A Melbourne singer who was Tasered three times by Australian Federal Police on a Jetstar flight has revealed the reason behind the disturbing incident — he refused to sit in his designated seat after a fight with his girlfriend.
Bolic Malou, a “Sudan-born, Melbourne-based” singer known as Rockstar Bo La, was boarding a flight home from WA in March when he got into an argument with his partner in the airport terminal and pushed ahead of her in the queue.
The woman asked airline staff if she and their child could change seats to no longer be sitting with the musician and her request was granted.
Three AFP officers were called in to help move him but attempts to return Malou to his assigned seat quickly descended into a turbulent arrest, captured on video by a fellow passenger.
The distressing footage showed Malou and officers in a physical altercation in the plane aisle, before Malou — who authorities believe was drunk at the time — tried to put one of the officers in a headlock and grab his taser.
He was eventually Tasered three times by police and was filmed collapsing into a nearby seat, shrieking and shaking, before he was dragged from the aircraft.
Malou was arrested and charged with disorderly conduct and obstructing a Commonwealth public official.
AFP described the event as “one of the most serious incidents to occur on an aircraft in WA for some time”.
Malou previously told Channel 9 he was “humiliated” by the ordeal and said he intended to fight the charges.
“I was Tasered and carried out of the place,” he said.
“I felt like an animal. It doesn’t feel great in front of your one-year-old son.”
He appeared to change tack on Thursday and pleaded guilty to the charges but, speaking with reporters outside court, maintained he had “done nothing wrong”.

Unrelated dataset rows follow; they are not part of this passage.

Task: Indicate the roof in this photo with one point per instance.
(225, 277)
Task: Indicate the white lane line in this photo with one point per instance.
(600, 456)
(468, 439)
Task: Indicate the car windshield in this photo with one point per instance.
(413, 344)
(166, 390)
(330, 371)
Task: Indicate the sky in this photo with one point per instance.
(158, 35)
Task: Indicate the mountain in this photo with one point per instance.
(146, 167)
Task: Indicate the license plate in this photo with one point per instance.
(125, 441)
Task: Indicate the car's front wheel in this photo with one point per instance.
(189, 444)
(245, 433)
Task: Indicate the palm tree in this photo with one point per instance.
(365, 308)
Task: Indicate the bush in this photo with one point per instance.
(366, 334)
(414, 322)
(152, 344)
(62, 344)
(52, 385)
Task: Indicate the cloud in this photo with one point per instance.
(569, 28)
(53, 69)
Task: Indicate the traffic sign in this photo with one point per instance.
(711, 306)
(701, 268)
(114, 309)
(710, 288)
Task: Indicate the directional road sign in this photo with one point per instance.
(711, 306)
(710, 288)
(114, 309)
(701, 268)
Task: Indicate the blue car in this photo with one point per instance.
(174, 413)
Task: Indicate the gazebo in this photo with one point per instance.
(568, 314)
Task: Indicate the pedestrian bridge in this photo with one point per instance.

During his sentencing, Magistrate Elizabeth Woods told Malou, once AFP officers had the perception he wasn’t going to leave, “it was never going to end well”.
“Our officers and airline workers are there to ensure everyone has a safe journey. It’s important for the public to treat everyone at the airport with respect,” AFP superintendent Peter Hatch told the court.
“The AFP will continue to have zero tolerance for anyone choosing to behave poorly on aircraft, or in and around Australia’s airports.
“This kind of behaviour is unacceptable from any passenger. If the man had simply complied with the directions of airline staff and the police, the incident could have been avoided.”
Malou was fined $1500 and placed on a 12-month good behavior bond. It is understood his partner and child are now living in Sudan.